Saw a bunch of Canadienne STFR'S, worked on a team judging Phal hybrids, there were a few AM's, :a Pk with very horizontal petals. 










Sent from my SM-G900T using Tapatalk


----------



## NYEric (Mar 25, 2018)

Some good vendors, unfortunately Forestview doesn't ship to the USA. ., enjoy. 









Sent from my SM-G900T using Tapatalk


----------



## NYEric (Mar 25, 2018)

More.










Sent from my SM-G900T using Tapatalk


----------



## NYEric (Mar 25, 2018)

Lastly 










Sent from my SM-G900T using Tapatalk


----------



## Linus_Cello (Mar 25, 2018)

Thanks for posting. Yes nice PK. Also drooling over the sophronitis or catt or what ever it’s being called these days.


----------



## NYEric (Mar 25, 2018)

Catt. coccineae. Yes, they were nice but not awardible. I was so hectic going out the house that I forgot something I was supposed to bring for a STF'R. Oh well, there's always the mail. Also, first time in years I didn't get extra inspection on the way back. Unbelievable. 

Sent from my SM-G900T using Tapatalk


----------



## NYEric (Mar 26, 2018)

Yikes! I had only seen this on my phone. On a screen... Sorry about the $#!++y photos; the lighting there is always tricky. i say a lady with a phone on which she was adjusting the color balance. I almost mugged her for it! Just kidding.


----------



## My Green Pets (Mar 26, 2018)

micranthum in flower for sale? jeez louise


----------



## abax (Mar 27, 2018)

That show looks like fun! Love to have been there. I'm confident that one
of these days you'll learn how to focus. I have faith in you Eric. Is that "our"
J-P with the Phrag Plus sign behind him? I think I'd have risked it to grab a
handful of his Phrags!!!


----------



## Lanmark (Mar 27, 2018)

Looks like it was a great show!


----------



## Ozpaph (Mar 27, 2018)

Thanks for the photos. 
The focus is off on a lot of the photos..........or is it my eyes?
Love the sophronitis.


----------



## Dandrobium (Mar 28, 2018)

Thanks for posting this! Great to see the displays! I spoke with Doug and Terry Kennedy this weekend at our show, and they mentioned that a kovachii was awarded recently in Montreal. Its nice to see a pic of it.

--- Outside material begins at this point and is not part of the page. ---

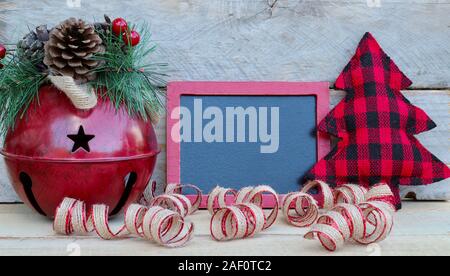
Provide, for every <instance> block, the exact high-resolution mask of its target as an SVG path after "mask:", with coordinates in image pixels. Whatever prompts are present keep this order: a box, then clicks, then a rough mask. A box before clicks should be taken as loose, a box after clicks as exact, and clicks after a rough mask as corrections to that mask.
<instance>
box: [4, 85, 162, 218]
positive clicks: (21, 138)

We had a grower here bring in a freshly opened kovachii to the show this past Sunday, 2 days after judging! Gotta love the timing. Very rich colour when first opened.


----------



## NYEric (Mar 28, 2018)

abax said:


> That show looks like fun! Love to have been there. I'm confident that one
> of these days you'll learn how to focus. I have faith in you Eric. Is that "our"
> J-P with the Phrag Plus sign behind him? I think I'd have risked it to grab a
> handful of his Phrags!!!



Yes, that is our JP. 



Ozpaph said:


> Thanks for the photos.
> The focus is off on a lot of the photos..........or is it my eyes?
> Love the sophronitis.



It is your eyes, better schedule an appointment quick!


----------



## JeanLux (Mar 29, 2018)

abax said:


> That show looks like fun! Love to have been there. I'm confident that one
> of these days you'll learn how to focus. I have faith in you Eric. Is that "our"
> J-P with the Phrag Plus sign behind him? I think I'd have risked it to grab a
> handful of his Phrags!!!



:clap: 

Jean


----------



## Wendy (Mar 29, 2018)

Thanks Eric! :clap:


----------